Faghri joined the University of Connecticut in 1994 and served as Head of the Mechanical Engineering Department from 1994 to 1998, United Technologies Corporation Chair Professor in Thermal-Fluids Engineering from 2004 to 2010, and Dean of the School of Engineering from 1998 to 2006. During his tenure as Dean, he attracted corporate and alumni support to establish 17 endowed professorships, including 11 chair professorships. He increased total enrollment by 106%, increased the number of merit scholarships by approximately 200%, and added three new buildings/facilities.
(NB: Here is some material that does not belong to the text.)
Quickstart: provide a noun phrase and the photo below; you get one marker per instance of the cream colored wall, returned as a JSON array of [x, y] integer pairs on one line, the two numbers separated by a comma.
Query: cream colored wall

He also doubled the number of undergraduate degree programs from 6 to 12. Faghri was the founder of the Connecticut Global Fuel Cell Center (renamed later as the Center for Clean Energy Engineering) at the University of Connecticut. Faghri joined the University of California, Los Angeles in 2022. Faghri was elected as a director of the public Company RBC Bearings Incorporated in May 2022.

==Honors and awards==
Amir Faghri has received many national and international honors and awards, including the American Institute of Aeronautics and Astronautics Thermophysics Award in 1998, the American Society of Mechanical Engineers Heat Transfer Memorial Award in 1998, the ASME James Harry Potter Gold Medal in 2005, and the ASME/AIChE Max Jakob Memorial Award in 2010, which is considered the highest honor in the field of heat transfer. Faghri has been a longtime fellow of the ASME and an elected member of the Connecticut Academy of Science and Engineering. He was also inducted to the Oregon State University Council of Distinguished Engineers in 1999. He was the recipient of the George Grover Medal that was given at the 19th International Heat Pipe Conference in Pisa, Italy in June 2018. In 2019, he was elected as an Honorary Member of the American Society of Mechanical Engineers to recognize his distinguished service that contributes significantly to the attainment of the goals of the engineering profession. He has achieved the Number 1 lifetime ranking among all scholars worldwide in heat pipes by ScholarGPS.

==Books==
Faghri has authored six books:
1. Faghri, A., and Zhang, Y., (2020), Fundamentals of Multiphase Heat Transfer and Flow, ISBN 978-3-030-22136-2, Springer Nature Switzerland AG.
2. Faghri, A (2016), Heat Pipe Science and Technology, Second edition, Global Digital Press.
3. Faghri, A., Zhang, Y., and Howell, J. R. (2010). Advanced Heat and Mass Transfer. Global Digital Press, Columbia, MO. ISBN 978-0-9842760-0-4
4. Faghri, A., and Zhang, Y. (2006). Transport Phenomena in Multiphase Systems. Elsevier Academic Press. ISBN 978-0-12-370610-2
5. Faghri, A. (1995). Heat Pipe Science and Technology. Taylor & Francis Inc. ISBN 978-1-56032-383-9
6. Faghri, A. (1991). Thermal Science Measurements. Kendall/Hunt Publishing Company. ISBN 978-0-8403-6802-7

His signature work, Heat Pipe Science and Technology, ranks as the most widely cited book on the subject of heat pipes by Google Scholar. His textbook, Transport Phenomena in Multiphase Systems, presented, for the first time, a unified fundamental treatise on all three forms of phase change — boiling and evaporation, melting and solidification, and sublimation and vapor deposition. His latest textbook, Advanced Heat and Mass Transfer, covers the subject of heat and mass transfer with a focus on the recent advances in the field.